A few days later, lawmakers in New York proposed a bill that allow adolescents to get vaccinated without parental consent. On Monday, local chapters of the American Academy of Pediatrics expressed their support for legislation.

Until now, no confirmed case of measles has been reported at Green Meadow, a private school offering educational programs for early childhood and kindergarten to grade 12 education that, at Like other schools Waldorf, follows a philosophy of teaching focused on non-denominational spiritual development.

But Rockland County has been the epicenter of the measles outbreak in New York City, with 146 confirmed cases since October, the vast majority of them in the 18 years old and under. Many cases have involved members of Orthodox Jewish communities where vaccination rates tend to be below average, public health officials said.

According to Michael Sussman, a parent lawyer who sued the Rockland Health Department, all the children at the center of the trial had received religiously based immunization exemptions. But neither they nor their parents are orthodox Jews, he said.

The so-called "exclusion orders" from Rockland County were first introduced in December to county authorities to ban unvaccinated children from schools, said a county spokesman. Under orders, unvaccinated children were not allowed to attend targeted schools until the vaccination rate had reached 95%.

Even when schools did not have confirmed measles cases, such as at Green Meadow, officials still feared that unvaccinated children would be exposed to measles in other public places, such as shopping malls, and that they then spread the disease in their schools, said Ed Day. , the executive of Rockland County.

At one point, 60 schools, many in ultra-Orthodox communities, and 6,000 students were affected by orders, officials said.

This included 49 students from grade 8 (grade 8 and under) from Green Meadow.

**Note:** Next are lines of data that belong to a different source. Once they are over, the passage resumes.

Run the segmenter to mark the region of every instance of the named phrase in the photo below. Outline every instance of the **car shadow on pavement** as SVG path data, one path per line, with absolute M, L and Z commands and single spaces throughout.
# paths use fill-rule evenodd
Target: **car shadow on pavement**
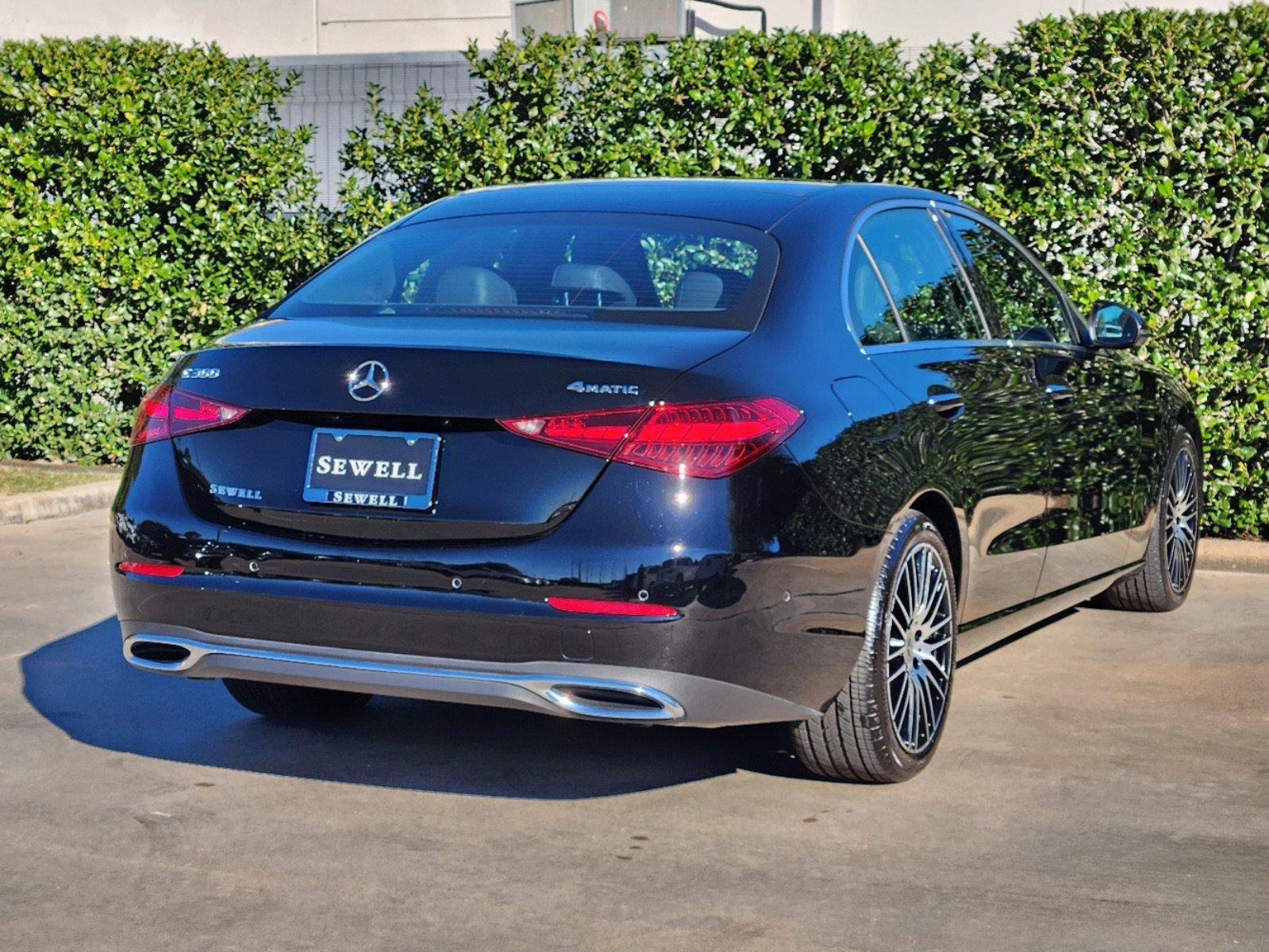
M 806 778 L 777 726 L 695 730 L 376 698 L 348 721 L 279 725 L 218 682 L 131 668 L 107 618 L 22 659 L 32 707 L 72 739 L 142 757 L 444 793 L 579 800 L 739 769 Z

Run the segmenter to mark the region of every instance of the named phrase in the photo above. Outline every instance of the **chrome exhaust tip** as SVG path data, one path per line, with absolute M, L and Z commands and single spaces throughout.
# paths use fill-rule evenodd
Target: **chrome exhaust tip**
M 123 656 L 128 664 L 147 671 L 184 671 L 192 668 L 202 654 L 180 638 L 135 635 L 123 642 Z
M 683 706 L 669 694 L 642 684 L 552 684 L 542 696 L 579 717 L 608 721 L 678 721 Z

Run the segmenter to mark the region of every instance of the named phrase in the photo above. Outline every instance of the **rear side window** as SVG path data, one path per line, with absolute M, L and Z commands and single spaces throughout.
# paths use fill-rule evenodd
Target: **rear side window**
M 1057 289 L 1022 251 L 989 225 L 963 215 L 948 215 L 948 221 L 973 263 L 978 298 L 991 311 L 1003 336 L 1071 343 L 1071 327 Z
M 516 316 L 753 330 L 775 242 L 725 222 L 491 215 L 405 225 L 303 284 L 278 317 Z
M 983 336 L 961 268 L 929 212 L 924 208 L 878 212 L 863 223 L 859 236 L 890 289 L 909 340 Z
M 864 240 L 855 236 L 855 248 L 850 255 L 850 270 L 846 274 L 846 296 L 850 300 L 850 314 L 855 319 L 859 343 L 896 344 L 904 339 L 898 329 L 898 317 L 886 293 L 877 265 Z

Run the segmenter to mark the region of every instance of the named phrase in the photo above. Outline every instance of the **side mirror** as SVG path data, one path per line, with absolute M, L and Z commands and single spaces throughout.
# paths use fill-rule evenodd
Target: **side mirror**
M 1089 343 L 1093 347 L 1141 347 L 1150 336 L 1146 322 L 1131 307 L 1113 301 L 1098 301 L 1089 316 Z

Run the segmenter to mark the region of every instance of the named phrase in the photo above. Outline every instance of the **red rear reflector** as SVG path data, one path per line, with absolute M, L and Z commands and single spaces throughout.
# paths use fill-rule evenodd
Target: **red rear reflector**
M 242 419 L 247 410 L 218 400 L 187 393 L 162 383 L 141 400 L 132 424 L 132 446 L 183 437 Z
M 173 579 L 185 571 L 179 565 L 155 565 L 154 562 L 119 562 L 115 569 L 133 575 L 156 575 L 160 579 Z
M 654 605 L 650 602 L 604 602 L 598 598 L 548 598 L 547 604 L 560 612 L 584 614 L 626 614 L 642 618 L 674 618 L 678 608 Z
M 511 433 L 684 476 L 737 472 L 784 442 L 802 413 L 778 397 L 659 404 L 499 420 Z

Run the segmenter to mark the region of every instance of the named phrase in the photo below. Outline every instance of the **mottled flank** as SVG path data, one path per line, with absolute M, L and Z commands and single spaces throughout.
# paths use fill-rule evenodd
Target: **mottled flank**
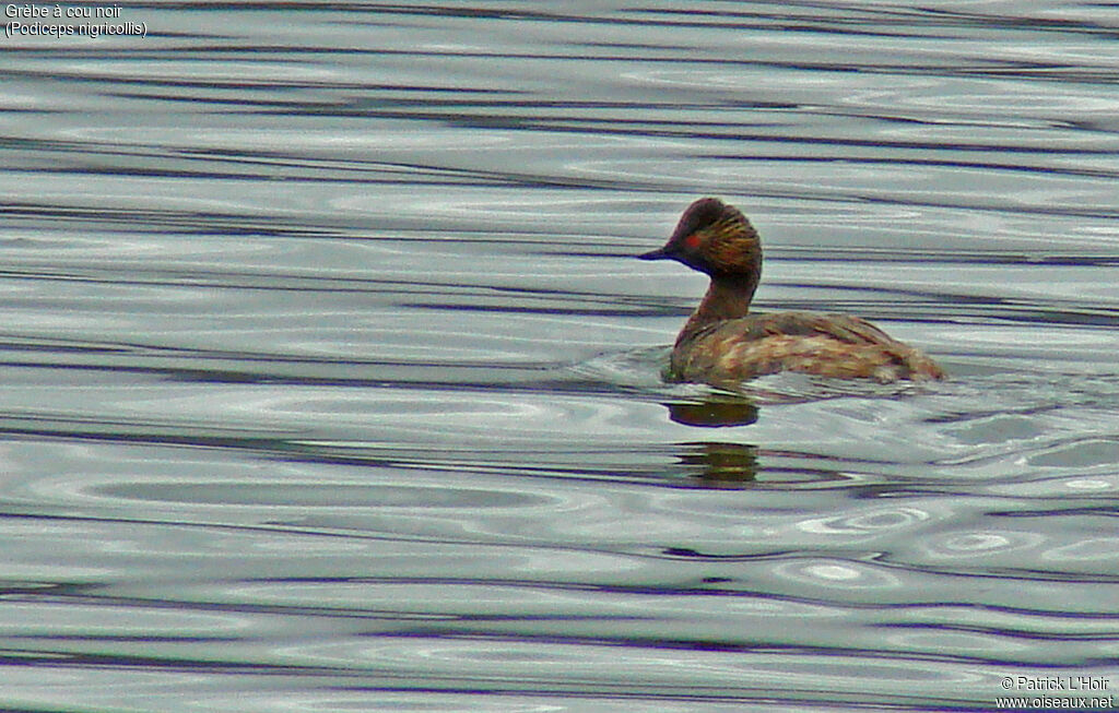
M 715 323 L 676 344 L 671 371 L 681 381 L 715 384 L 779 371 L 882 382 L 944 375 L 923 353 L 868 322 L 809 312 Z
M 921 351 L 858 317 L 749 314 L 761 277 L 761 239 L 718 199 L 694 202 L 668 244 L 641 257 L 675 259 L 711 276 L 673 350 L 671 373 L 681 381 L 726 386 L 779 371 L 882 382 L 944 375 Z

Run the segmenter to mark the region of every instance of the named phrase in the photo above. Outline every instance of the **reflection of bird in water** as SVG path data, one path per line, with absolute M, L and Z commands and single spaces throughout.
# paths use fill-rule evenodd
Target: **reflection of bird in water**
M 680 463 L 699 466 L 699 482 L 707 487 L 744 487 L 758 475 L 758 448 L 743 444 L 687 444 Z
M 695 201 L 665 247 L 639 256 L 674 259 L 711 277 L 673 349 L 673 379 L 715 386 L 778 371 L 843 379 L 940 379 L 921 351 L 858 317 L 812 312 L 749 314 L 762 270 L 750 221 L 716 198 Z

The complaint does not mention the names of the parents or their children.

Mr. Sussman stated that his clients felt that religious exemptions disqualified them from the ban.

"What Rockland County has done is remarkably irrational in every way imaginable," he said.

The court complaint indicated that Rockland County officials had violated children's constitutional rights by forcing them to stay at home. The order also "significantly disrupted" the education of children, said the complaint.

Vicki Larson, a spokesperson for Green Meadow, said the school had no official position on vaccination but that she was following the law of the state of New York which allows religious exemptions for vaccination and vaccination.

But she said the school followed the county's exclusion decision and was working with the Rockland County Health Department. To return to school, students will have to prove that they are immunized against measles or that they have received the measles, mumps and rubella vaccine, she said.

"We are ready to welcome our excluded students as soon as this is legally possible," said Larson.

The Rockland County Health Department said that last week, the vaccination rate at Green Meadow Elementary School was about 56%. Ms. Larson said the school had paperwork proving that her rate in elementary school was actually 83%, which is still below the threshold required by the county.

Green Meadow High School reached a 95% rate earlier this year and was no longer able to exclude unvaccinated children at the end of January.